Il contrasto tra la capitale e il resto del paese era piuttosto visibile e cominciammo a riflettere sulle differenze economiche, etniche e di classe all'interno della Moldavia. Ci interrogammo sui flussi migratori che dal paese portano verso l'Europa Occidentale o verso Est, soprattutto Russia e Ucraina. Nonostante la diaspora moldava abbia raggiunto dimensioni enormi, raramente ci si interroga sulle ragioni sociali che alimentano questo esodo.

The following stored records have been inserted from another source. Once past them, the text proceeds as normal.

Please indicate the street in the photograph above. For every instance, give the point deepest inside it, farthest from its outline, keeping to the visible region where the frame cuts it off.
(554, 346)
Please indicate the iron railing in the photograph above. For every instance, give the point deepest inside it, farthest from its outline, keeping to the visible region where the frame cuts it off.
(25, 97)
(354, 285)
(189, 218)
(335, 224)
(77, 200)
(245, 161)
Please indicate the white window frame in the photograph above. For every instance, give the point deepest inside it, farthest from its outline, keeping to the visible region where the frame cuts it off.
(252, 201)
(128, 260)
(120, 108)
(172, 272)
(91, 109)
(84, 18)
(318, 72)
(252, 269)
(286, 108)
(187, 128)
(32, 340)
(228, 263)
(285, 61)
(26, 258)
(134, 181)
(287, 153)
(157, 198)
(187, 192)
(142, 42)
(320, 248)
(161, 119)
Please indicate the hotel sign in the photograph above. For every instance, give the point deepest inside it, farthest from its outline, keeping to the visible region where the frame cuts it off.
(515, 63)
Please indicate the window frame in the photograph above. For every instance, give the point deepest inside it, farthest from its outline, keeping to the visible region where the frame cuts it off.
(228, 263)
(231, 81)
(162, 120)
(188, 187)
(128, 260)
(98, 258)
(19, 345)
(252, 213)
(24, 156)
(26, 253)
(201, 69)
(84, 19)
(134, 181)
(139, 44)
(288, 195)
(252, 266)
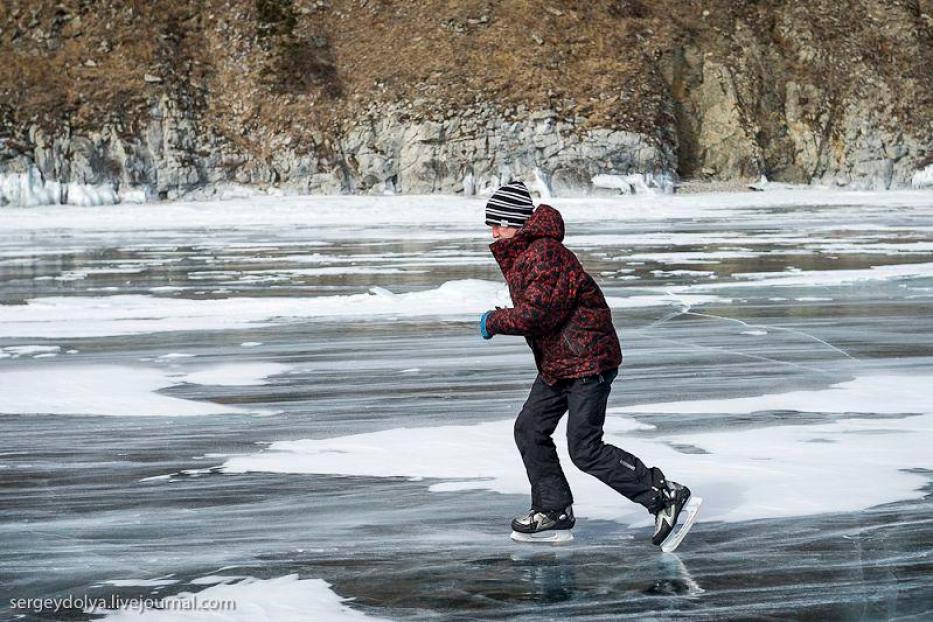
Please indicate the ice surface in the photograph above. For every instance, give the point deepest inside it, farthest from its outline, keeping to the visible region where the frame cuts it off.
(749, 474)
(76, 316)
(96, 390)
(236, 374)
(800, 388)
(282, 599)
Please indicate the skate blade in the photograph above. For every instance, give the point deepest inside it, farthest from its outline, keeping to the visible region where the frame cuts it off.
(677, 536)
(560, 536)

Il collasso dell'Unione Sovietica è avvenuto un quarto di secolo fa, eppure il paese viene spesso visto ed analizzato solo in relazione a questo evento. Si parla frequentemente di Moldavia come del paese più povero d'Europa: è un dato incontrovertibile, ma quale faccia ha questo paese, chi ci vive?
Ci rendemmo conto che un’indagine giornalistica e documentaristica più ampia era necessaria per rispondere a queste domande. Durante il primo viaggio, rimanemmo colpiti anche dalle identità regionali di Transnistria e Gagauzia: una regione separatista e de facto indipendente e un dimenticato popolo turcofono ortodosso, il tutto in un angolo d'Europa non lontano da noi. Come non rimanere attratti da queste storie? Così abbiamo deciso di pianificare il progetto, cercare finanziamenti e finalmente riportare la Moldavia e le sue diverse identità sulla mappa europea.

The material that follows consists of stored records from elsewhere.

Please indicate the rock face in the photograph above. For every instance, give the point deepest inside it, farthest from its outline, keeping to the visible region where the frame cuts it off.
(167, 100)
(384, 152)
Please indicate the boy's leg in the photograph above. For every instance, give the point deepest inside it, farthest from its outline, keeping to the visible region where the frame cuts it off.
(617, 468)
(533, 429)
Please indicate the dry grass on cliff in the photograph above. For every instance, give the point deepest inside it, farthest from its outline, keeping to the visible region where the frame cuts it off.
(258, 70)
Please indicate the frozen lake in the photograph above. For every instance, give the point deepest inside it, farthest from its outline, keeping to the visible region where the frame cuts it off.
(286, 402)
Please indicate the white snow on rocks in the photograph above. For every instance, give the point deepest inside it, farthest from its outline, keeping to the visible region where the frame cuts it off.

Molto presente nelle interviste è il carattere multietnico della Moldavia. E’ stato difficile rapportarsi con queste molteplici identità, spesso politicamente connotate?
La politicizzazione di certe identità è stata purtroppo imposta, negli ultimi due decenni, da una classe dirigente inadeguata che ha esacerbato differenze linguistiche tramutandole talvolta in supporto per l'uno o l'altro progetto politico. Vero, ci sono idee forti presenti nel panorama politico del paese: unionisti pro-romeni, nazionalisti gagauzi, separatisti pro-russi. Ma la realtà è molto più complessa e, nonostante la presenza di idee che talora creano divisioni a Chișinău, una distinta identità nazionale moldava è spesso presente anche tra chi si percepisce come membro di una particolare comunità etnica, che sia romena, bulgara, ucraina, russa, rom o gagauza.

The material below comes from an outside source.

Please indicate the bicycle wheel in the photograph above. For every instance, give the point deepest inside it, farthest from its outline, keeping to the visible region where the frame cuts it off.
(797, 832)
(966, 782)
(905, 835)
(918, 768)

Dalla nostra indagine emerge un senso di unità tra le varie identità del paese. La divisione, in parte vera, del paese tra sostenitori di una linea politica filo-russa e sostenitori di una linea filo-europeista è forse superata da un comune senso di disgusto verso il sistema clientelare e la corruzione, problemi sentiti da tutti i cittadini moldavi. I dubbi e le critiche allo stato moldavo sono rivolti soprattutto alla cattiva amministrazione e non all'idea di Moldavia come nazione.
Proprio per questi motivi, non è stato difficile rapportarsi con queste molteplici identità, è stato anzi un rapporto proficuo. Per molti intervistati identità significa soprattutto storia familiare, non rivendicazione nazionalistica. Questo ci ha permesso di raccogliere documenti molto importanti sulla storia moldava degli ultimi decenni. Siamo soddisfatti di aver mostrato i legami tra storie individuali e comunitarie, e storia nazionale.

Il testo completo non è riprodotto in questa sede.